US expats are required to file US taxes, reporting their worldwide income, regardless of the fact that they live abroad. Many expats are also required to file taxes in the country where they live, too, raising the possibility of double taxation on the same income. To avoid this scenario, the IRS has put in place a number of exemptions that expats can claim when they file to avoid (or mitigate) paying US taxes on their income.
The most effective exemptions are the Foreign Tax Credit, allowing US expats to claim a $1 US tax credit for every dollar of tax that they’ve already paid abroad, and the Foreign Earned Income Exclusion.
The Foreign Earned Income Exclusion lets expats exclude the first around $100,000 of income (the exact figure rises a little each year) that they have actively earned while living abroad from US taxation.
This takes expats who are working abroad but not paying taxes abroad (such as Digital Nomads moving between foreign countries) and who are earning less than around $100,000 out of taxation liability entirely – although they still have to file a US tax return to claim the Foreign Earned Income Exclusion.
To claim the Foreign Earned Income Exclusion, expats must also prove that they live abroad in one of two ways.
The Bona Fide Residence Test requires proof that they are a permanent resident in another country. This may include rent and utility statements, or perhaps foreign tax statements or a permanent residence visa.
The Physical Presence Test meanwhile requires expats to prove that they spent at least 330 says outside the US in a 365 day period that overlaps with the tax year. If this period isn’t the tax year itself (such as for expats who moved abroad in the middle of a year), they can only claim the Foreign Earned Income Exclusion for the days that do fall within the tax year.
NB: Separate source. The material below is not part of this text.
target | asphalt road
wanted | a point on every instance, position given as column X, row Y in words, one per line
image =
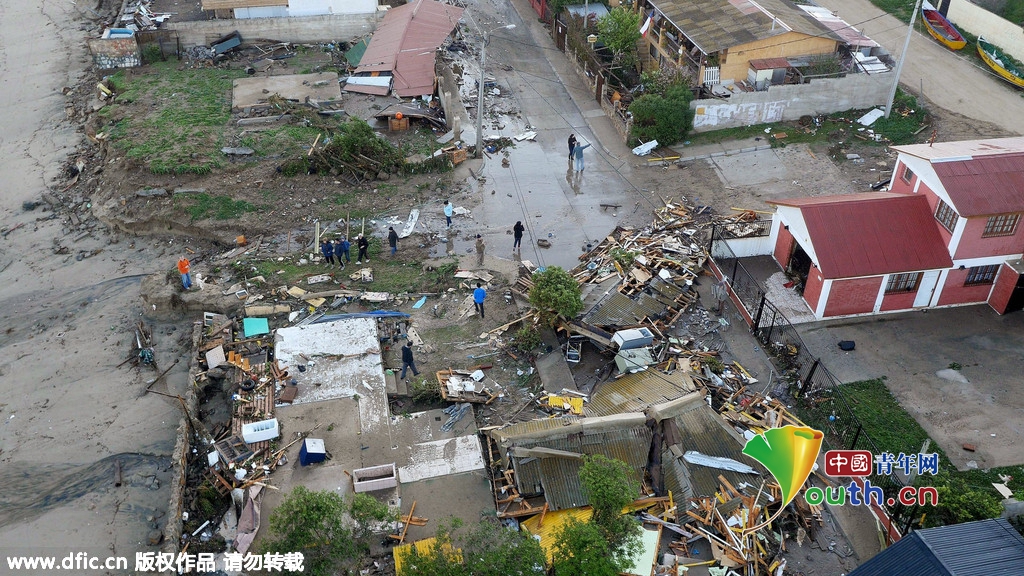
column 946, row 78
How to claim the Foreign Earned Income Exclusion?
“If both you and your spouse qualify for, and choose to claim, the Foreign Earned Income Exclusion, figure the amount of the exclusion separately, then each complete separate forms 2555-EZ” – the IRS
To claim the Foreign Earned Income Exclusion, expats must file form 2555 when they file their federal income tax return.
Expats get an automatic filing extension to June 15th, and they can claim a further extension until October 15th too, should they need to. This further extension may be useful for expats claiming the Foreign Earned Income Exclusion for a 365 day period that started midway through a tax year.
Some expats however may use the shorter form 2555-EZ .
Who can use form 2555-EZ to claim the Foreign Earned Income Exclusion?
Form 2555-EZ is available for expats with straightforward circumstances who want to claim the Foreign Earned Income Exclusion. In particular:
– Their total income must be less than the Foreign Earned Income Exclusion limit (around $100,000)
– All their earned income must be from wages, rather than having any from self-employment
– They must be claiming for an exact calendar year, rather than for an overlapping 365 day period
– They can’t also claim the Foreign Housing Exclusion or Deduction
– Their tax home (i.e.the place where they work) can’t have been in the US for any of the year that they are claiming the Foreign Earned Income Exclusion for.
Expats who meet all of the above conditions can use form 2555-EZ, rather than the longer, more complex form 2555, to claim the Foreign Earned Income Exclusion.
Catching up
Expats who didn’t realize that they had to file US taxes (or FBARs) can catch up without facing any penalties using the Streamlined Procedure amnesty program.
Penalties for not filing US taxes and FBARs for US expats can be steep, and the IRS has access to global banking and much foreign tax information, so we strongly recommend that expats who are behind with their US tax filing catch up at the earliest opportunity.